A few years back I embarked on a dream project. The client contacted us to design and build a greenfield Cloud Native platform. They had a new and exciting hardware device that was going to collect lots (lots!) of data and solve a myriad of really interesting problems. They had the domain and the hardware expertise, and what they needed from us was the knowledge and skills to build the required Cloud Native platform.
As I mentioned, a dream project. Cutting-edge technology, machine learning, big data, and the opportunity to design and build a fully Cloud Native platform from scratch. Over the next few months, that’s exactly what we did. Microservices, containers, event driven, Kubernetes, high availability. It was beautiful.
The warning signs started coming in as we tried to pin down which one of the hundreds of potential use cases we would tackle first. Priorities and focus began shifting rapidly. Finally, our client came to us with “good news”: they’d found an actual customer for this platform. Could we run the system on a single server in their building, which was not allowed to have an internet connection…?
Our “perfect architecture” was useless. And it was no fault of the client. They asked for a modern, Cloud Native system, but that’s not what they needed. We hadn’t aligned with their business goals. We never dug in deep enough to learn what they really were.
And that is just one example of why you need a tech strategy before you build.
A technical strategy is a crucial part of any business. While you’d be hard pressed to find someone who disagrees with that statement, if you ask around you will get many different answers to the question, WTF is a tech strategy?
Strategy in itself is an often misunderstood or misused term. On top of that, in the tech world where things move at a fast pace, it can be tempting to skip the hard work of defining your actual strategy, and rely on duplicating the technologies, choices, and approaches of others, perhaps mimicking the top tech firms like Google, Netflix, etc. (This is known as meme copying, or a “me too” strategy.) This may seem like a logical approach: if another company shows success with a certain set of technologies, then shouldn’t it work for us as well?
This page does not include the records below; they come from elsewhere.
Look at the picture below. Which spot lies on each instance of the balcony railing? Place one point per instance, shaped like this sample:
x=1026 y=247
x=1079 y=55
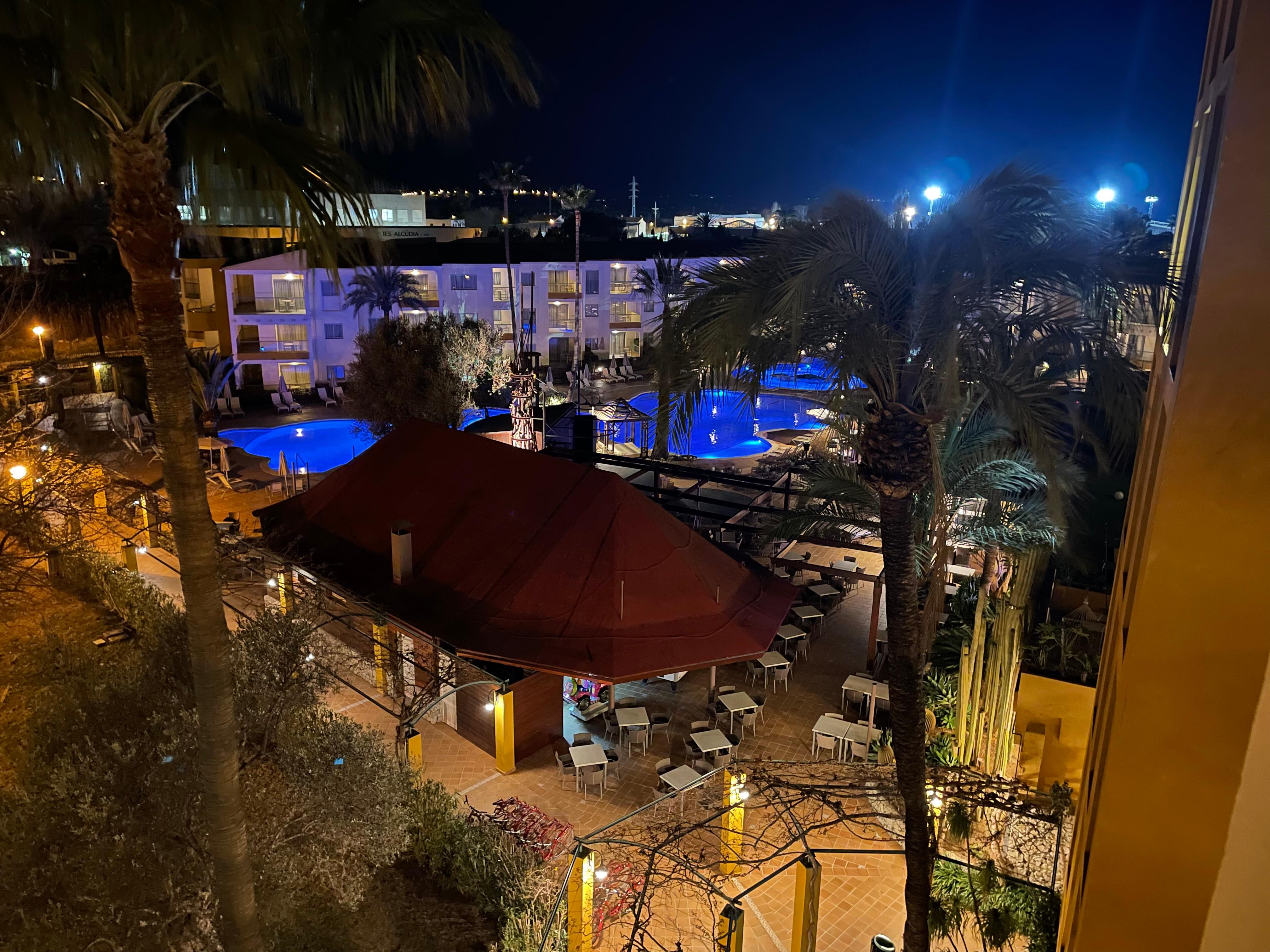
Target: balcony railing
x=273 y=349
x=270 y=305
But in doing so we are making a serious mistake and skipping the first, and most essential, part of a tech strategy.
“If you don't know where you are going, you will probably end up somewhere else.”
— Laurence J. Peter, educator and "hierarchiologist"
Before embarking on defining a technical strategy, or any task for that matter, it’s useful to understand why you are doing so. There are three main goals behind creating a strategy:
The simplest way to explain a tech strategy is “it defines how you will leverage technology to support your business goals”. Now, this of course presumes that you already have an overall strategy and have identified what your business goals are. If that’s not the case, you’ve got bigger problems than having to worry about putting your tech strategy together.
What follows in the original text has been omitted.